6. The rare earth chlorine oxide production apparatus according to claim 5, characterized in that, The gas outlet is configured with multiple outlets, and each outlet is connected to a gas inlet located on the side wall of the absorption device body.

7. The rare earth chlorine oxide production apparatus according to any one of claims 1 to 6, characterized in that, The gas-solid mixture outlet and solid product inlet are each configured to be multiple; the separation unit, negative pressure forming unit and hydrogen chloride absorption unit are each configured to be multiple.

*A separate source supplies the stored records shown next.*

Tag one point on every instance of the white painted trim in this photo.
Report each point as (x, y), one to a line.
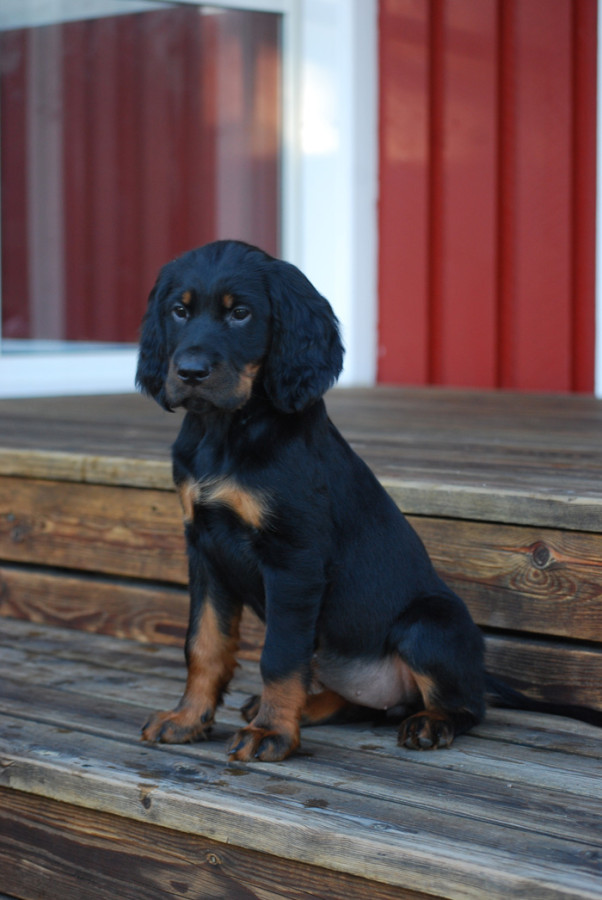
(56, 374)
(337, 230)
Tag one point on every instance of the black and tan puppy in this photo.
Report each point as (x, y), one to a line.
(283, 516)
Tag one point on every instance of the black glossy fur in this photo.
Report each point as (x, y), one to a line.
(282, 515)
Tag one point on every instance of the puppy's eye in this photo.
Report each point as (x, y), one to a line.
(179, 311)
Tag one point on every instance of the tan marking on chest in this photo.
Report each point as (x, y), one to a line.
(250, 506)
(188, 493)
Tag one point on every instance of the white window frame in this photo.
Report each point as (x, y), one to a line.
(598, 351)
(329, 192)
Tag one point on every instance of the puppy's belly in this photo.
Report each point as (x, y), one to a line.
(379, 684)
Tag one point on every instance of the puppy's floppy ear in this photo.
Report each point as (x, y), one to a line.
(306, 352)
(153, 359)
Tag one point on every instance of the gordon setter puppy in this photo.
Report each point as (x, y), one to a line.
(282, 515)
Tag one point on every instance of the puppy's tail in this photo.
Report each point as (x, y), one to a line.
(502, 695)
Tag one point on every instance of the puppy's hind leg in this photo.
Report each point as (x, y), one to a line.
(443, 648)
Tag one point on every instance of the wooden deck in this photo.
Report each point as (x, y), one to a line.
(506, 492)
(513, 810)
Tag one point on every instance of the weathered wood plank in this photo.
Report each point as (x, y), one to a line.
(368, 763)
(569, 672)
(122, 531)
(386, 840)
(529, 579)
(89, 855)
(533, 460)
(548, 671)
(525, 579)
(106, 685)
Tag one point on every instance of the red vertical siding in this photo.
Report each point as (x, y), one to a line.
(13, 110)
(500, 280)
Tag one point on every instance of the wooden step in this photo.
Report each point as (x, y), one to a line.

8. A method for producing rare earth chlorine oxides using the rare earth chlorine oxide production apparatus of claim 6, characterized in that, Includes the following steps: 1) The rare earth chloride aqueous solution is added into the rare earth chloride pyrolysis furnace through the rare earth chloride feeding unit and forms a spray; wherein, the temperature inside the rare earth chloride pyrolysis furnace is 500-800℃; 2) Rare earth chlorides decompose thermally in the presence of water and air, generating a gas-solid mixture containing rare earth chloride oxides and hydrogen chloride. 3) A negative pressure is formed by the negative pressure forming unit, so that the gas-solid mixture enters the separation unit, and the separation unit is used to separate the rare earth chlorine oxide solid product and the gas containing hydrogen chloride. 4) The solid products of rare earth chloride oxides enter the rare earth chloride pyrolysis furnace through the solid product inlet and are discharged from the solid product outlet. 5) The gas containing hydrogen chloride enters the condenser and is condensed into condensate gas. The absorbent spray unit sprays absorbent liquid into the body of the absorption device, thereby absorbing the hydrogen chloride in the condensate gas to form a hydrochloric acid solution; wherein the concentration of the hydrochloric acid solution is 14.9 wt% or more.

9. The method according to claim 8, characterized in that, The concentration of rare earth chlorides in the aqueous solution of rare earth chlorides is 30–40 wt%.

10. The method according to claim 8, characterized in that, The gas-solid mixture enters the separation unit at a velocity of 5–15 m / s.